Don’t bother, sweetling, Tyrion thought, swirling the wine in the cup. He cares not a whit about carvings. The eyes he boasts of are his own. What he means is that he was watching, that he knew we were here the moment we passed through the gates.
“Do be careful, child,” Varys urged. “King’s Landing is not wholly safe these days. I know these streets well, and yet I almost feared to come today, alone and unarmed as I was. Lawless men are everywhere in this dark time, oh, yes. Men with cold steel and colder hearts.” Where I can come alone and unarmed, others can come with swords in their fists, he was saying.
Shae only laughed. “If they try and bother me, they’ll be one ear short when Chella runs them off.”
Varys hooted as if that was the funniest thing he had ever heard, but there was no laughter in his eyes when he turned them on Tyrion. “Your young lady has an amiable way to her. I should take very good care of her if I were you.”
“I intend to. Any man who tries to harm her—well, I’m too small to be a Black Ear, and I make no claims to courage.” See? I speak the same tongue you do, eunuch. Hurt her, and I’ll have your head.
“I will leave you.” Varys rose. “I know how weary you must be. I only wished to welcome you, my lord, and tell you how very pleased I am by your arrival. We have dire need of you on the council. Have you seen the comet?”

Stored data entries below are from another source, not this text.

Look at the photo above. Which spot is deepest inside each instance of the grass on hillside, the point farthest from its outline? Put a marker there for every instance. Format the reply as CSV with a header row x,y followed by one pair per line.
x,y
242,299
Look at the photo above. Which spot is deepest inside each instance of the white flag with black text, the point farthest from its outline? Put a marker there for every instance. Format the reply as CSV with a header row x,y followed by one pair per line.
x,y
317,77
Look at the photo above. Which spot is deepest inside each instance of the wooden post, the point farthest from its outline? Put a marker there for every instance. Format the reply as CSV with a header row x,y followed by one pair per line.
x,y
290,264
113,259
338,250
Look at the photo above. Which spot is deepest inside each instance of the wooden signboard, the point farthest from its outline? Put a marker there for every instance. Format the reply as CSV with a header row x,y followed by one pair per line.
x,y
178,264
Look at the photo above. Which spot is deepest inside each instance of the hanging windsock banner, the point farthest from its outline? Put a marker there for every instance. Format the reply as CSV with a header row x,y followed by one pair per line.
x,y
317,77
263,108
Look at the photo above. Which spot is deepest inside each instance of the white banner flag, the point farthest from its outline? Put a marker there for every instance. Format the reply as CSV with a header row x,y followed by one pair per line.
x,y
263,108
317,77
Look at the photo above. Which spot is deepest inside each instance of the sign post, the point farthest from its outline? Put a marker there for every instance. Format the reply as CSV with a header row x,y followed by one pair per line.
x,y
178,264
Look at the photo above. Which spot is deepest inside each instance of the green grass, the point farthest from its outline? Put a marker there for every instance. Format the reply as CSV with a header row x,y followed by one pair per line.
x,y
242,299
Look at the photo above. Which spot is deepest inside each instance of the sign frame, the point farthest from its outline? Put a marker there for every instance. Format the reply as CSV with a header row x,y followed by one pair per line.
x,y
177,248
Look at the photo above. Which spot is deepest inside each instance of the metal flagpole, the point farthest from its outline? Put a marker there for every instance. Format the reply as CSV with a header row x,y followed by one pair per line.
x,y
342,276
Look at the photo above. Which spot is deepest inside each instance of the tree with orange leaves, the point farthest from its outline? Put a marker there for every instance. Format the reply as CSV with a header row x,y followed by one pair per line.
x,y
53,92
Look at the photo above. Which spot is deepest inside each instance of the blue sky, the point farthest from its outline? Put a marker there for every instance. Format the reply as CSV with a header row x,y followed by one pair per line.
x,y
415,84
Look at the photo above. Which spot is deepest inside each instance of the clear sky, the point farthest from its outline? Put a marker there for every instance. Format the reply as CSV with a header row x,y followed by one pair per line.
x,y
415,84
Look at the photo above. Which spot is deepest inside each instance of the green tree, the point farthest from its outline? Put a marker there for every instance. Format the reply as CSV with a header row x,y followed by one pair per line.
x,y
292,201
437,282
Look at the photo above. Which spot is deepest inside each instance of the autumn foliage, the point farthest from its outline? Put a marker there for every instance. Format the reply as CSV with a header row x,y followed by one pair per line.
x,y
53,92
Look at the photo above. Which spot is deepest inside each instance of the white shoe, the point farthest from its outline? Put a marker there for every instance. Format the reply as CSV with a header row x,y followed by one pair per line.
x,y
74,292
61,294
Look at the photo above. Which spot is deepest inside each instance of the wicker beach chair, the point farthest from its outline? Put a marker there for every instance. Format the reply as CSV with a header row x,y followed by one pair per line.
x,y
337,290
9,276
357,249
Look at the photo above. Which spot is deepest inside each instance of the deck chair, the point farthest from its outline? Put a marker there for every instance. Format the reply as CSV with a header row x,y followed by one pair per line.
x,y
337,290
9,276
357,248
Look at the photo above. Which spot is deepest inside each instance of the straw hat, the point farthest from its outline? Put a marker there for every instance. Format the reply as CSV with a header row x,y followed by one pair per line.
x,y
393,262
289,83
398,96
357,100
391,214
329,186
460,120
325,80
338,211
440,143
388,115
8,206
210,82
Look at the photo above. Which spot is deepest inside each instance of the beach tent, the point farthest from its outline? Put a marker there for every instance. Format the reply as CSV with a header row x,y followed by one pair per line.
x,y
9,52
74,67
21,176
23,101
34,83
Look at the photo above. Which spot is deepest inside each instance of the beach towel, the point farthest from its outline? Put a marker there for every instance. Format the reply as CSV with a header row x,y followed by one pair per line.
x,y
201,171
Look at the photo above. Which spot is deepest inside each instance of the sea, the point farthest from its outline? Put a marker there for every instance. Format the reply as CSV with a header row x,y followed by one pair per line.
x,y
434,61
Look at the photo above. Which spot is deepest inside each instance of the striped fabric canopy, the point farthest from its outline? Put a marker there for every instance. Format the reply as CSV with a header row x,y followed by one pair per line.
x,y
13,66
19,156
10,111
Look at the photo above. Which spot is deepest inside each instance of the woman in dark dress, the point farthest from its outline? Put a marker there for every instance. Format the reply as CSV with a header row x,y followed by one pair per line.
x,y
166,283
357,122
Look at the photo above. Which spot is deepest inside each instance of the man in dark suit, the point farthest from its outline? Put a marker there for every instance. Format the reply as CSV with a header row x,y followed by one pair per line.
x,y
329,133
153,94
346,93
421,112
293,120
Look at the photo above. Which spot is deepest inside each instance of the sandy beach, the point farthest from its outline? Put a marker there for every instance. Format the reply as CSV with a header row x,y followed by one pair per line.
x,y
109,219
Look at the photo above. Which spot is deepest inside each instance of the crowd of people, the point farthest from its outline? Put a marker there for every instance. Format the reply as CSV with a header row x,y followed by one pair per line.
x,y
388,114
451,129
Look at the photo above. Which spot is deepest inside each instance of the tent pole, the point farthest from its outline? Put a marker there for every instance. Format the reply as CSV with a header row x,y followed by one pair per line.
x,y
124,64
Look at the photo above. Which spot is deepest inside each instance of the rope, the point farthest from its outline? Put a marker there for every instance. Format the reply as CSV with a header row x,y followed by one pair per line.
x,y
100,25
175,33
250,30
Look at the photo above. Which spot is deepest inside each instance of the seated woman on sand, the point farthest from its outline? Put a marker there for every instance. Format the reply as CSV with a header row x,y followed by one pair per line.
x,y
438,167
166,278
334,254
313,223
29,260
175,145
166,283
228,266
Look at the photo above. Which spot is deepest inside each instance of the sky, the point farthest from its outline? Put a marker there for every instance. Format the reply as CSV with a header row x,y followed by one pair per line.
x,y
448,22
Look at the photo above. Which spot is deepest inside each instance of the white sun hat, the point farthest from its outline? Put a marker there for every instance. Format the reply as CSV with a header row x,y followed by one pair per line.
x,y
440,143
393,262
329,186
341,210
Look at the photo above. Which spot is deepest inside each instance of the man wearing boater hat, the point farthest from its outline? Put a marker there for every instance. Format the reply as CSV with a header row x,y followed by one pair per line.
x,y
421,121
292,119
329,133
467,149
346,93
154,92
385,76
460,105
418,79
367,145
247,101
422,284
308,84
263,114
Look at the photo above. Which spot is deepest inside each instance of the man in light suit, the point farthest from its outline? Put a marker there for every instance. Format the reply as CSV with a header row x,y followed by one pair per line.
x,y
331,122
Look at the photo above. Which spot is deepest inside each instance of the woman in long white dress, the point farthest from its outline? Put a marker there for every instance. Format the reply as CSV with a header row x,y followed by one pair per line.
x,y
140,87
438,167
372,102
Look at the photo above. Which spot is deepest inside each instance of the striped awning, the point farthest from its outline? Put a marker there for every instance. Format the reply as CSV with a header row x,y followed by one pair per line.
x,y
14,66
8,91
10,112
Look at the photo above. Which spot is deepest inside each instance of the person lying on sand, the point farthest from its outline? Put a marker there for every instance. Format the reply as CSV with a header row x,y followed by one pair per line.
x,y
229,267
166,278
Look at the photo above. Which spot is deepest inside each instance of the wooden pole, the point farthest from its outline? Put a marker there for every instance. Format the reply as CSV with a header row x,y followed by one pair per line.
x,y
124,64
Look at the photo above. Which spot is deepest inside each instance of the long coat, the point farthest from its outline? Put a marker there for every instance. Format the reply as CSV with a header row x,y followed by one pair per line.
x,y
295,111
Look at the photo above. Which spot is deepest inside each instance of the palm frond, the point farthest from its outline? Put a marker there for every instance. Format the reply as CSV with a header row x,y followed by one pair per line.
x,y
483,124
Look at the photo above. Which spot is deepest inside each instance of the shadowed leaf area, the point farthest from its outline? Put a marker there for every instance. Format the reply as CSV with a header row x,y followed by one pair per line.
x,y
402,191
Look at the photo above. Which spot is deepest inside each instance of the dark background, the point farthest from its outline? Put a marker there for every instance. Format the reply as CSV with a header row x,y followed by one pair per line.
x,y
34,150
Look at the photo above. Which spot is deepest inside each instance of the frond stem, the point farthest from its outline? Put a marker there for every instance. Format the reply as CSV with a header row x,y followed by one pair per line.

“I’m short, not blind,” Tyrion said. Out on the kingsroad, it had seemed to cover half the sky, outshining the crescent moon.
“In the streets, they call it the Red Messenger,” Varys said. “They say it comes as a herald before a king, to warn of fire and blood to follow.” The eunuch rubbed his powdered hands together. “May I leave you with a bit of a riddle, Lord Tyrion?” He did not wait for an answer. “In a room sit three great men, a king, a priest, and a rich man with his gold. Between them s
tands a sellsword, a little man of common birth and no great mind. Each of the great ones bids him slay the other two. ‘Do it,’ says the king, ‘for I am your lawful ruler.’ ‘Do it,’ says the priest, ‘for I command you in the names of the gods.’ ‘Do it,’ says the rich man, ‘and all this gold shall be yours.’ So tell me—who lives and who dies?” Bowing deeply, the eunuch hurried from the common room on soft slippered feet.
When he was gone, Chella gave a snort and Shae wrinkled up her pretty face. “The rich man lives. Doesn’t he?”
Tyrion sipped at his wine, thoughtful. “Perhaps. Or not. That would depend on the sellsword, it seems.” He set down his cup. “Come, let’s go upstairs.”
She had to wait for him at the top of the steps, for her legs were slim and supple while his were short and stunted and full of aches. But she was smiling when he reached her. “Did you miss me?” she teased as she took his hand.
“Desperately,” Tyrion admitted. Shae only stood a shade over five feet, yet still he must look up to her . . . but in her case he found he did not mind. She was sweet to look up at.
“You’ll miss me all the time in your Red Keep,” she said as she led him to her room. “All alone in your cold bed in your Tower of the Hand.”
“Too true.” Tyrion would gladly have kept her with him, but his lord father had forbidden it. You will not take the whore to court, Lord Tywin had commanded. Bringing her to the city was as much defiance as he dared. All his authority derived from his father, the girl had to understand that. “You won’t be far,” he promised. “You’ll have a house, with guards and servants, and I’ll visit as often as I’m able.”
Shae kicked shut the door. Through the cloudy panes of the narrow window, he could make out the Great Sept of Baelor crowning Visenya’s Hill, but Tyrion was distracted by a different sight. Bending, Shae took her gown by the hem, drew it over her head, and tossed it aside. She did not believe in smallclothes. “You’ll never be able to rest,” she said as she stood before him, pink and nude and lovely, one hand braced on her hip. “You’ll think of me every time you go to bed. Then you’ll get hard and you’ll have no one to help you and you’ll never be able to sleep unless you”—she grinned that wicked grin Tyrion liked so well—“is that why they call it the Tower of the Hand, m’lord?”